Role model: Teenager Abigail Christie-Veitch, background, volunteers as a junior counsellor at Olympian Camp to make an impact on Bermuda’s children. *Photo supplied
Role model: Teenager Abigail Christie-Veitch, background, volunteers as a junior counsellor at Olympian Camp to make an impact on Bermuda’s children. *Photo supplied
FRIDAY, AUGUST 26: Olympian Camp is an annual event where many teenagers and young adults are given the opportunity to make a positive impact in the lives of children. 

The exciting camp has been held for the last two weeks on Grace Island hosting a total of over 100 children, approximately 50 during each of the weeks.

There are 38 camp staff who volunteer their time on the island, and approximately half the staff are under the age of 18.

These teenagers work as junior counsellors, programme staff, or participate in the student work team (SWT). 

The SWT team is made up of teenagers who are often just one or two years out of camp themselves. 

The SWT programme is designed to teach teens how to serve not only the campers but also one another. 

They work in a team of eight people, and their duties include clearing tables, washing dishes, cleaning bathrooms, setting up games and assisting with craft time. 

It is hard work, but the team normally grows into a cohesive group that enjoys serving together.

The progression of responsibility for teenagers helping at Olympian Camp is generally two years service to SWT, and then they move up to junior counsellor and finally counsellor or programme staff.

They also develop a good work ethic and ‘other centeredness’. 

While at camp the teens also learn how to have healthy relationships with other teenagers and adults. These are relationships based on humility, love and respect.

In addition to this, the teenagers involved in the SWT team receive discipleship and mentoring from their adult leaders. 

Each evening the leaders spend time with the teens and debrief about the events of the day.

The leaders pray with them and the group discusses issues that may have come up.  Often the leaders can use such events as teaching points to help the team grow in maturity and understanding. 

The team celebrates the highlights of the day and they are encouraged to keep pressing on in their ministry. 

The day for the children is action-packed with fun games, fishing, tubing, swimming, crafts, exciting story time, songs, a powerful life-changing messages on their level each day, and food, food, and more food. 

 The teens who volunteer at camp also participate in a number of training sessions before camp begins. They are encouraged to “clothe themselves with compassion, kindness, humility, gentleness, patience” (Col 3:12). 

One of the SWT supervisors, Melody Lightbourne, said, “I am humbled to witness this team of young people putting Col 3:12 into action.” 

Teenager Zack Friesen stated: “My greatest highlight helping at camp was developing friendships with the campers and helping them through their problems.” 

Sometimes campers can share more about what is really going on in their lives with the junior counsellor at camp.  Part of the reason maybe because they are outside of their normal everyday environment and are able to focus on their own lives and what is going well and what needs to change.
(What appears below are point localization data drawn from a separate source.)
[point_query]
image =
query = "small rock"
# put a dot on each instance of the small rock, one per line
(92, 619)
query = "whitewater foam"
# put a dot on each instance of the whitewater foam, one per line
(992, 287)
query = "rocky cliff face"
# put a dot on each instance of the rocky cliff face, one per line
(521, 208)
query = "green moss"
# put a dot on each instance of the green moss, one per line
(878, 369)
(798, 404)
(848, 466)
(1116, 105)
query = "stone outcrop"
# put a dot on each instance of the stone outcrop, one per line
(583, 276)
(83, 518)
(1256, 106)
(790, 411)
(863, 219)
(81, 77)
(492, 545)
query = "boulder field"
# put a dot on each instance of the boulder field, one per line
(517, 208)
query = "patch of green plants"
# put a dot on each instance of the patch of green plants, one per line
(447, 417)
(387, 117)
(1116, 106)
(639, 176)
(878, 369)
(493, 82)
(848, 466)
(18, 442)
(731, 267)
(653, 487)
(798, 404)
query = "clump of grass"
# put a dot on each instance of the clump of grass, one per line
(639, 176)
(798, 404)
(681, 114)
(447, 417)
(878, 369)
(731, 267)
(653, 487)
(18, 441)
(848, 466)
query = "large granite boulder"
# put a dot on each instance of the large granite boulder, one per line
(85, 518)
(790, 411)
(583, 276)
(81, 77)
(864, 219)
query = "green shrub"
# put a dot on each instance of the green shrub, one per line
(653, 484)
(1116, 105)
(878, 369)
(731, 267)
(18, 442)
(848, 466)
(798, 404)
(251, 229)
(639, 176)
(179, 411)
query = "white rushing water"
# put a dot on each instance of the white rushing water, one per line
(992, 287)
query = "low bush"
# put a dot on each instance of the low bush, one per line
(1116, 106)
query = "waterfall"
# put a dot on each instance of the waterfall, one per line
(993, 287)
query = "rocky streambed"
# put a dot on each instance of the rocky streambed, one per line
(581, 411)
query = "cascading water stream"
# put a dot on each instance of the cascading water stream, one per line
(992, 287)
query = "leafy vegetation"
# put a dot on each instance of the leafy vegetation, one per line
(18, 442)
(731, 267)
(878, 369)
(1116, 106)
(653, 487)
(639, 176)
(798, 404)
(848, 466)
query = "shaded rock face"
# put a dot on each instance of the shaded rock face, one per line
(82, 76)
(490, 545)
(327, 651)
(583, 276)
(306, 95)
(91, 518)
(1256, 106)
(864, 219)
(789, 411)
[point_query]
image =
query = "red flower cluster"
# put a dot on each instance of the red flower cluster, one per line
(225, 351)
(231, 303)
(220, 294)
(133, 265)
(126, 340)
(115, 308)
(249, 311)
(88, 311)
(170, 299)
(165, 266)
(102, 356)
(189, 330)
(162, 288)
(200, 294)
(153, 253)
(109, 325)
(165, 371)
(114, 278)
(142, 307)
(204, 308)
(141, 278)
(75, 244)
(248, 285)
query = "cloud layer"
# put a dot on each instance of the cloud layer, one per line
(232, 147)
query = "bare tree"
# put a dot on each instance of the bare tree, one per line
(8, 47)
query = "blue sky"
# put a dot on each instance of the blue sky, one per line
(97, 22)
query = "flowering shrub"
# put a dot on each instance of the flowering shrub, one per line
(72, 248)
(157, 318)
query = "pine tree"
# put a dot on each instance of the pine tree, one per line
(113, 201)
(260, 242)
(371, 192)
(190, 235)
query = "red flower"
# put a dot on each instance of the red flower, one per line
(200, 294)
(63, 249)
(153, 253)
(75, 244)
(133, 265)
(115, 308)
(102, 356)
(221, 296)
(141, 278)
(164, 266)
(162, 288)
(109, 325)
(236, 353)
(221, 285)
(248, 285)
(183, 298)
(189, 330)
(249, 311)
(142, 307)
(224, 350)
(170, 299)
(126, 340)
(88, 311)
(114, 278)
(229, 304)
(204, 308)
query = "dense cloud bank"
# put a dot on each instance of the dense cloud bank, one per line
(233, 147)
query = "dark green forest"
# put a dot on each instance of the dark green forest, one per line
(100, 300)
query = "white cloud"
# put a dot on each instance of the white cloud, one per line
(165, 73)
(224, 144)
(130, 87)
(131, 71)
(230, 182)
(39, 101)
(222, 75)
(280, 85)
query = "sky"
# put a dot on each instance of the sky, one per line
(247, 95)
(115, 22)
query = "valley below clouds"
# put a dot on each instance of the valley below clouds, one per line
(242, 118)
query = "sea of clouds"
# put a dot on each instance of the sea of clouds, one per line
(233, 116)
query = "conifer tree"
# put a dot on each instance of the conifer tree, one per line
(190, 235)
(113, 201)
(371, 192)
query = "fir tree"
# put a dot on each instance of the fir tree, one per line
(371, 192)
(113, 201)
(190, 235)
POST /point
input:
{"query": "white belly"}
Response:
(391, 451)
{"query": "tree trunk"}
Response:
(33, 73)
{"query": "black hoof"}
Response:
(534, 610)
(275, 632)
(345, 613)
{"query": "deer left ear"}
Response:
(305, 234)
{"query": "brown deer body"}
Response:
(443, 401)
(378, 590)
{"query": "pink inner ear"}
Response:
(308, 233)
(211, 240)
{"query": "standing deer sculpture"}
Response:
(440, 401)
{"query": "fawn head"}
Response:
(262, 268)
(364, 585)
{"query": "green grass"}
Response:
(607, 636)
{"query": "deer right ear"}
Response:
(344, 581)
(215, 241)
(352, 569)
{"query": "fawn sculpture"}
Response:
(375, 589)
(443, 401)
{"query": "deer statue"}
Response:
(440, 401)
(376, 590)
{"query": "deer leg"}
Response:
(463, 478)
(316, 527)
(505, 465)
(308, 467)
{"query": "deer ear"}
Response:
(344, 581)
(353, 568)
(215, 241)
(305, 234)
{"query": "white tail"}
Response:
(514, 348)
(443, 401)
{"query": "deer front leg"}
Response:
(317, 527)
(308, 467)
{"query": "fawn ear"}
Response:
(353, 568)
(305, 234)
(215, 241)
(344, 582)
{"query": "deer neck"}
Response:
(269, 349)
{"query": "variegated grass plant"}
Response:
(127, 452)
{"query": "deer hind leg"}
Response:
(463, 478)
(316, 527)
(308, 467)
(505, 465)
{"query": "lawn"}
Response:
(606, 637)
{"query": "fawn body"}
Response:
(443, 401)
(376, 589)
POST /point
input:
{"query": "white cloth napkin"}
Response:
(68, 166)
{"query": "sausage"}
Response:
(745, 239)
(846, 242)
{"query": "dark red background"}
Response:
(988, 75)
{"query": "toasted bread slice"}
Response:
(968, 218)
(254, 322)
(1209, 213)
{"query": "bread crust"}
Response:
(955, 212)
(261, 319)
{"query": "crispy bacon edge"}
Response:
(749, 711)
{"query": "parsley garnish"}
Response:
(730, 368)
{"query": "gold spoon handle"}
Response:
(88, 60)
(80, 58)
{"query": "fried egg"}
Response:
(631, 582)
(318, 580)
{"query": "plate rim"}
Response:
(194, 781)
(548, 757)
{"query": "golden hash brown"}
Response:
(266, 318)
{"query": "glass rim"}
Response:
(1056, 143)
Parent of one of the teens John Tucker stated, “My daughter who is presently a student at Berkeley signed up to volunteer for one week. Well, she went back to volunteer for one day and has decided to stay longer.  Even though it is a lot of hard work…. she just can’t seem to get enough.” 

Mary Samuels, Director of the Camp and Vice-President of Cornerstone Foundation stated: “This is a unique time when our teen leaders can really develop the art of giving on a consistent basis. They realize that life is not about being served, but rather part of being a responsible person is for them to serve others.”

Olympian Camp is under the Cornerstone Foundation this year and has been developing several partnerships with various social service agencies in Bermuda.  “Our camps would not be able to run successfully without the outstanding commitment of our teenagers.” shared Mrs. Samuels.

“They demonstrate many of the character qualities that we strive for as adults such as humility and love. The campers know that their adult and junior counsellors really love them and are committed to them, and I am truly thankful for them.

“We need volunteerism like this in our community to change the core fibre of our island and they are surely getting it here.”